As illustrated in FIG. 3, while small scale systems remain energetically viable, this niche has significant competition from conventional batteries with high round-trip efficiency and high energy density. Accordingly, thermal batteries are unlikely to be competitive in all but potentially the lowest-cost applications with relatively few size and weight constraints. Residential or small-scale battery backup systems, or hybrid battery backup systems that act as combined heat and power generators may be a viable small-scale use case (i.e., using the energy storage heat pump to store and/or remove heat from the thermal reservoir for space heating or air conditioning as well as for electrical backup purposes.

Accordingly, the primary use for the present invention is long-duration energy storage, an application for which no clear alternative exists. The systems and methods described herein provide for thermal energy storage having a sufficiently high energy density and the potential for sufficiently low energy loss at a storage timescale of months, thereby allowing grid-scale energy buffers of the size needed to manage seasonal energy supply and demand mismatches inherent with widely available renewable energy sources (primarily wind and solar). Additionally, the minimal constraints on the bulk energy storage medium afforded by the storage of energy as sensible heat is necessary for low-cost global-scale implementation, in contrast with the limited availability of reservoirs for pumped hydroelectric storage, or suitable geologic locations for compressed air energy storage. Furthermore, the effective cost of energy stored and delivered from geothermal battery systems can be reduced beyond alternative methods by the incorporation of low-cost industrial waste heat as a system input, in addition to higher cost electrical energy.

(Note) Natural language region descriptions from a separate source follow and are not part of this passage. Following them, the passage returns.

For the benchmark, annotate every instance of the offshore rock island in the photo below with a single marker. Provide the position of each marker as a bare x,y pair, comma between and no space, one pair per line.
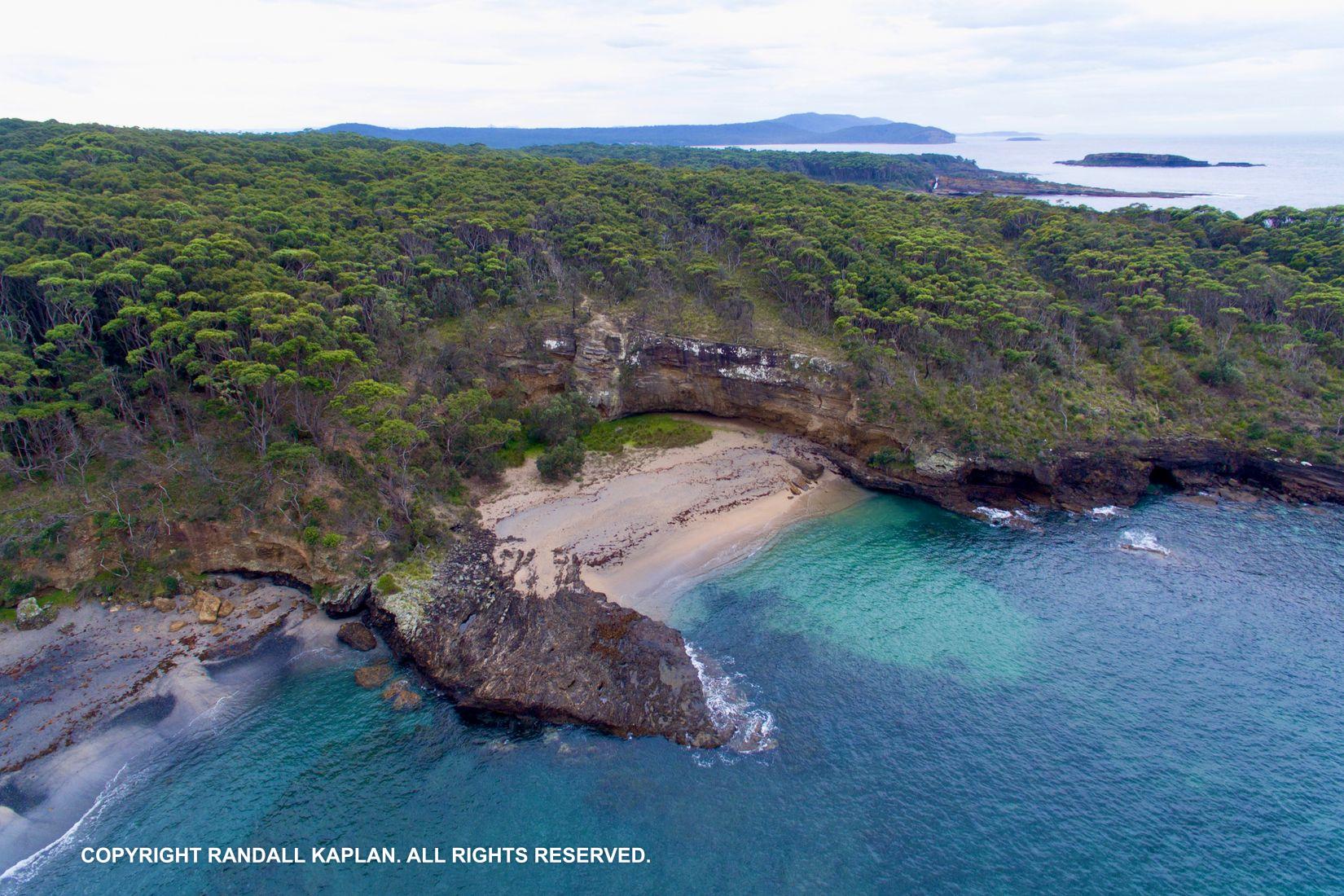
444,393
1149,160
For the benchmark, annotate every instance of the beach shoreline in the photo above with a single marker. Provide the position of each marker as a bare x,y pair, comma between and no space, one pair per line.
94,695
647,525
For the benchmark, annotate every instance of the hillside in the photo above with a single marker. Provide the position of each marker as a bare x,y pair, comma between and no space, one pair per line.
802,128
318,347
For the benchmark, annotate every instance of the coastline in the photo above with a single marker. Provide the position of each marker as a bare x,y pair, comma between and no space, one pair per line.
94,695
649,523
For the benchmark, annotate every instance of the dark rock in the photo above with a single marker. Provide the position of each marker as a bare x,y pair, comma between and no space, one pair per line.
572,657
358,635
814,397
349,601
372,676
810,468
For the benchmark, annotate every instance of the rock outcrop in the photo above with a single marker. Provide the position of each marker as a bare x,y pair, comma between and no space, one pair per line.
626,370
30,616
357,635
572,657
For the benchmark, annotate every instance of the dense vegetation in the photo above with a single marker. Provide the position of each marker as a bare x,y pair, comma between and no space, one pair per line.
304,327
914,171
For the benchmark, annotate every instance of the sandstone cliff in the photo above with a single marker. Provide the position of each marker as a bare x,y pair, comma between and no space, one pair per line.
572,657
626,370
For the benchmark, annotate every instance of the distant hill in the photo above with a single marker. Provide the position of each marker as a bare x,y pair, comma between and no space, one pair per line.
1149,160
802,128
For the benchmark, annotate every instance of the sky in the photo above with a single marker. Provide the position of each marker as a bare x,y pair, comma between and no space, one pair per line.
1120,66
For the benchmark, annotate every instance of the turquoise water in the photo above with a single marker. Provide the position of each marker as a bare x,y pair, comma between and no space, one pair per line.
957,708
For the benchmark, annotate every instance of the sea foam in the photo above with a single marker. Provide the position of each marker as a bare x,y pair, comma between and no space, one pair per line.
1141,540
753,727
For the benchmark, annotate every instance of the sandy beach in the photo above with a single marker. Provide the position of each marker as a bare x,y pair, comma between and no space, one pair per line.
648,523
105,684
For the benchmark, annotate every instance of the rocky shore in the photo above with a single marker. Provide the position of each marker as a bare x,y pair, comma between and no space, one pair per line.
568,657
514,616
626,370
105,683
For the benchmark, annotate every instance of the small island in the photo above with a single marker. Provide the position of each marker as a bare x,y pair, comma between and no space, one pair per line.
1149,160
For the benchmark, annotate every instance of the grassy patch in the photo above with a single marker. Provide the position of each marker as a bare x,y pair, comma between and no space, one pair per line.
645,430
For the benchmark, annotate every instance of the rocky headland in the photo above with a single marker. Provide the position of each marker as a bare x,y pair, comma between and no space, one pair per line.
1149,160
626,370
549,604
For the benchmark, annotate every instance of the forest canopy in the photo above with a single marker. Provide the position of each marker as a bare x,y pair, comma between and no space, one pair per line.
316,302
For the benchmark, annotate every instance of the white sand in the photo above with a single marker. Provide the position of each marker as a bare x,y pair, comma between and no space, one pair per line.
648,523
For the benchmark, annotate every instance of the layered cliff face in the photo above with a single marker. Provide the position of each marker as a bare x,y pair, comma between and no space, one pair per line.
570,657
626,370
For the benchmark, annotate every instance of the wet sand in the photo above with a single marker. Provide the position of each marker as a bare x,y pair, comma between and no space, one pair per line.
648,523
84,697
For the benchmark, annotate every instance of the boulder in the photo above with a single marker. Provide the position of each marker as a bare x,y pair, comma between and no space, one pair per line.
349,601
810,468
358,635
573,657
372,676
30,614
207,608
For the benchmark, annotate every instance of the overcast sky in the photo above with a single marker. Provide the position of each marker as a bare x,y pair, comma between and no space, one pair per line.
1122,66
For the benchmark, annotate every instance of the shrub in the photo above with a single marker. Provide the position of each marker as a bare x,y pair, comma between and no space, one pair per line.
560,463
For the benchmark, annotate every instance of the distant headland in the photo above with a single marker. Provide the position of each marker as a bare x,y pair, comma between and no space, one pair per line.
1151,160
802,128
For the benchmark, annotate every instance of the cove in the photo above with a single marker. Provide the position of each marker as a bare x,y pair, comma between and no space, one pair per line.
957,708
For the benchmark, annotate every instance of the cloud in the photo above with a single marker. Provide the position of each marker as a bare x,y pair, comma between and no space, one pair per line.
969,64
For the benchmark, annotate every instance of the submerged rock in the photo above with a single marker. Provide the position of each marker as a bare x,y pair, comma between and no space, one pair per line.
401,696
372,676
358,635
572,657
30,616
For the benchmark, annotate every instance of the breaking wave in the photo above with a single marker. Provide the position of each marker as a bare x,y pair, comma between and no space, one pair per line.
753,728
1141,540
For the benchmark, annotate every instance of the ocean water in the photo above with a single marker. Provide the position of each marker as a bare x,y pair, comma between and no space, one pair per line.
955,708
1304,171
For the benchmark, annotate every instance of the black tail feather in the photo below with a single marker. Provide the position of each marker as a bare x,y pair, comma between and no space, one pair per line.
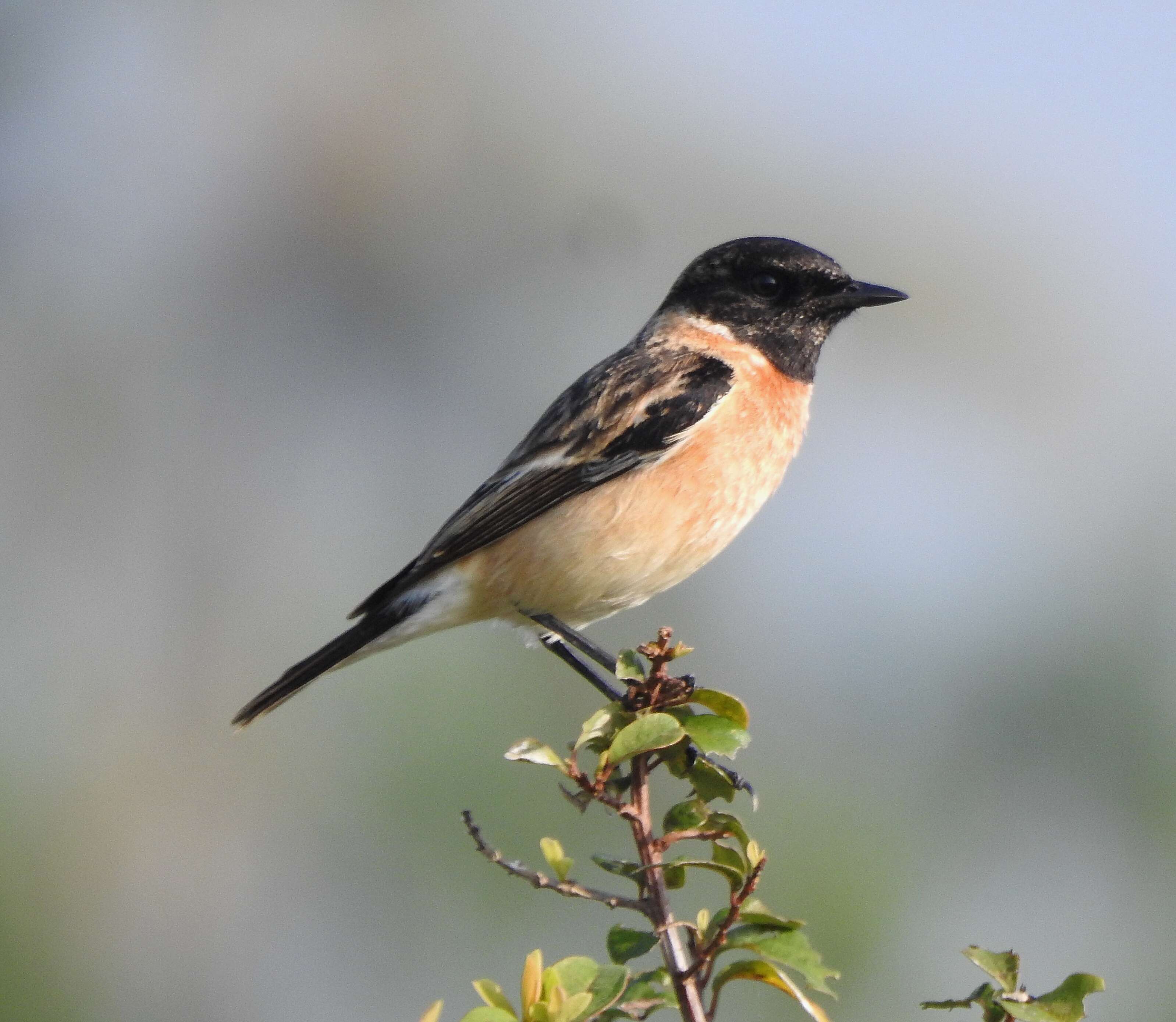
303,673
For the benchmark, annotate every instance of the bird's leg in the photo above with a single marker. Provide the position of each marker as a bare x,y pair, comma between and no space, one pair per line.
567,654
573,638
562,638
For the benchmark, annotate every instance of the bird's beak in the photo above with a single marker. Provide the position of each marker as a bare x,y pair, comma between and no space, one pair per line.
860,295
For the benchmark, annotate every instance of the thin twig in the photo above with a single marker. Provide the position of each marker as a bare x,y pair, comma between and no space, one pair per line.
674,951
706,958
596,790
568,889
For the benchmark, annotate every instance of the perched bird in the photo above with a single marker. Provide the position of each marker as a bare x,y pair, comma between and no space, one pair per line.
637,477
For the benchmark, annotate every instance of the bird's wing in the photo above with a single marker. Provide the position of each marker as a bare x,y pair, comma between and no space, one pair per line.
628,411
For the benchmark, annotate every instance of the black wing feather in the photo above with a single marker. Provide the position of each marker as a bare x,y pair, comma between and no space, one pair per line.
593,428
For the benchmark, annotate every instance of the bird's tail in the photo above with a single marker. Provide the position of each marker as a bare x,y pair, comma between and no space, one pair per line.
340,648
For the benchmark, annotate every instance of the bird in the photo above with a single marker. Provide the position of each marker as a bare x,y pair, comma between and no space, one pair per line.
635,477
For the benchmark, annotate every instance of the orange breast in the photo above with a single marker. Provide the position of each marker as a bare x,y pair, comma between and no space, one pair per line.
639,534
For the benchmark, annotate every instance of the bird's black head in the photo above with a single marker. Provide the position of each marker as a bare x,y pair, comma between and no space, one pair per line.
777,295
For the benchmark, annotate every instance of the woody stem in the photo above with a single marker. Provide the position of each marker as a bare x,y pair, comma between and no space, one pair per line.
675,953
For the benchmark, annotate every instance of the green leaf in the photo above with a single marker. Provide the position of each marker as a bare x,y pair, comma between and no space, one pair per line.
628,666
710,783
983,997
715,734
686,815
653,732
767,973
575,973
1001,966
734,878
722,704
573,1007
1063,1004
492,994
606,991
624,944
486,1014
619,867
789,948
729,857
553,852
598,731
732,825
530,751
757,912
645,994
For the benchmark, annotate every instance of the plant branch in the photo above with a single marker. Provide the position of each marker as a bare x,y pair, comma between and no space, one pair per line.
705,961
693,834
674,951
568,889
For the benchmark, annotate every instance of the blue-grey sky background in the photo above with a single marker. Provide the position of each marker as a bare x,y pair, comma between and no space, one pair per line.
281,283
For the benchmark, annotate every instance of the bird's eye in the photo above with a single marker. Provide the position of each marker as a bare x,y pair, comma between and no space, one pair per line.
766,285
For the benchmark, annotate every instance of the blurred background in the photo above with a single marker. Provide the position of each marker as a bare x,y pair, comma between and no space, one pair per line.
281,283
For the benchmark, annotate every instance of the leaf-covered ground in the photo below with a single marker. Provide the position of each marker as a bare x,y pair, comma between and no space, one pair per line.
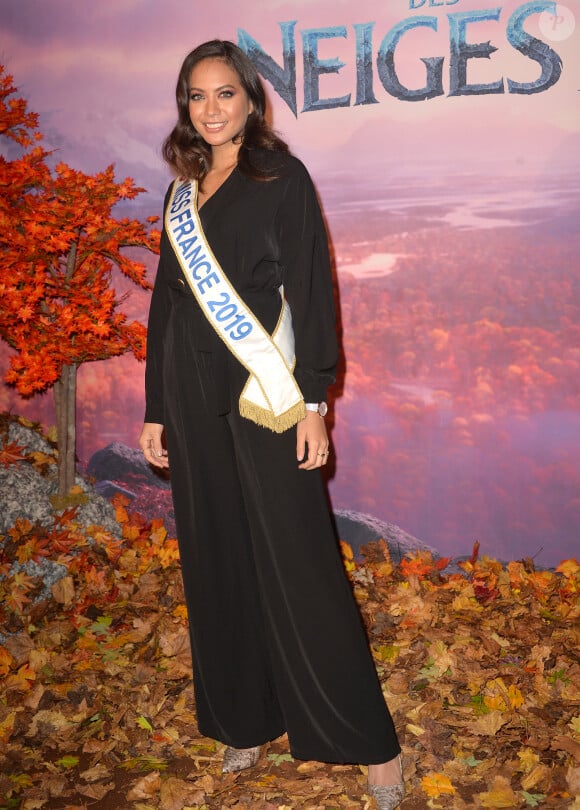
480,669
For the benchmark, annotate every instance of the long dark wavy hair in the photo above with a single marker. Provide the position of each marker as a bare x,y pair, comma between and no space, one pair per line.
187,152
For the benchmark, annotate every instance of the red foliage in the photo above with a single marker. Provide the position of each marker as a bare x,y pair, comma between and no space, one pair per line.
59,244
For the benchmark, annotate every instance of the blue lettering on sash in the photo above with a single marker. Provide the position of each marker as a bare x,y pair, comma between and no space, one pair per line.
227,318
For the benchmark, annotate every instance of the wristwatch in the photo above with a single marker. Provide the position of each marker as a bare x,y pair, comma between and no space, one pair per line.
320,407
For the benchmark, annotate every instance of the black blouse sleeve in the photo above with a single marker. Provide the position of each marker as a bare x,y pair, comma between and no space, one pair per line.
158,316
307,280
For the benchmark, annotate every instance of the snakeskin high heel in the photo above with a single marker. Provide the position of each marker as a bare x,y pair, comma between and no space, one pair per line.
238,759
388,797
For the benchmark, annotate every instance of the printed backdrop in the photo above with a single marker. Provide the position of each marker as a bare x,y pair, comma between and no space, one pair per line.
444,141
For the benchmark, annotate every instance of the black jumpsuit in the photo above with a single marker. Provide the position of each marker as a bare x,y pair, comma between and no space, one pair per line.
277,641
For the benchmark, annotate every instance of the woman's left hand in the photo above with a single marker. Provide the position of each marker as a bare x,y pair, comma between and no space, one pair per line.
311,431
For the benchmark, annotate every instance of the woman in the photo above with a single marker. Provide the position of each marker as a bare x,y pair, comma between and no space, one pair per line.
277,642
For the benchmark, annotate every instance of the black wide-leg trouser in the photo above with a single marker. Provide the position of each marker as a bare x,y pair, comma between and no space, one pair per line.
277,640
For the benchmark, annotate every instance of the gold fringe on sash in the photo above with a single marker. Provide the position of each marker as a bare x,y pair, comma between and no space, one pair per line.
277,424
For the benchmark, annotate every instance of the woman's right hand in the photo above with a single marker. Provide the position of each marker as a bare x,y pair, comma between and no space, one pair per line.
150,443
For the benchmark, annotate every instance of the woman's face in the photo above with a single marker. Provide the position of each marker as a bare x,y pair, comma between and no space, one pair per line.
218,104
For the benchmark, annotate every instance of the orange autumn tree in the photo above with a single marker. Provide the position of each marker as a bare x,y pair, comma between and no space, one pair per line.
59,247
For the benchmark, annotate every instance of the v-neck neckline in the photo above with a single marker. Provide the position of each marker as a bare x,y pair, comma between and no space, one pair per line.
217,191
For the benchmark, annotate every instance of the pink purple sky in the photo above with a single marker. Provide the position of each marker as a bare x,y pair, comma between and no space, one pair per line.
102,77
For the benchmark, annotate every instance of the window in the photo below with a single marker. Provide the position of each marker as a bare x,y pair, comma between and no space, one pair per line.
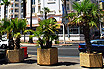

Reference throughout this specification to “one embodiment” or “an embodiment” means that a particular feature, structure, or characteristic described in connection with the embodiment is included in at least one embodiment. Thus, appearances of the phrases “in one embodiment” or “in an embodiment” in various places throughout this specification are not necessarily all referring to the same embodiment. Furthermore, the particular features, structures, or characteristics may be combined in any suitable manner in one or more embodiments.

The terms and expressions which have been employed herein are used as terms of description and not of limitation, and there is no intention, in the use of such terms and expressions, of excluding any equivalents of the features shown and described (or portions thereof), and it is recognized that various modifications are possible within the scope of the claims. Accordingly, the claims are intended to cover all such equivalents.

Incorporation by Reference

References and citations to other documents, such as patents, patent applications, patent publications, journals, books, papers, web contents, have been made throughout this disclosure. All such documents are hereby incorporated herein by reference in their entirety for all purposes.

Equivalents

Various modifications of the invention and many further embodiments thereof, in addition to those shown and described herein, will become apparent to those skilled in the art from the full contents of this document, including references to the scientific and patent literature cited herein. The subject matter herein contains important information, exemplification and guidance that can be adapted to the practice of this invention in its various embodiments and equivalents thereof.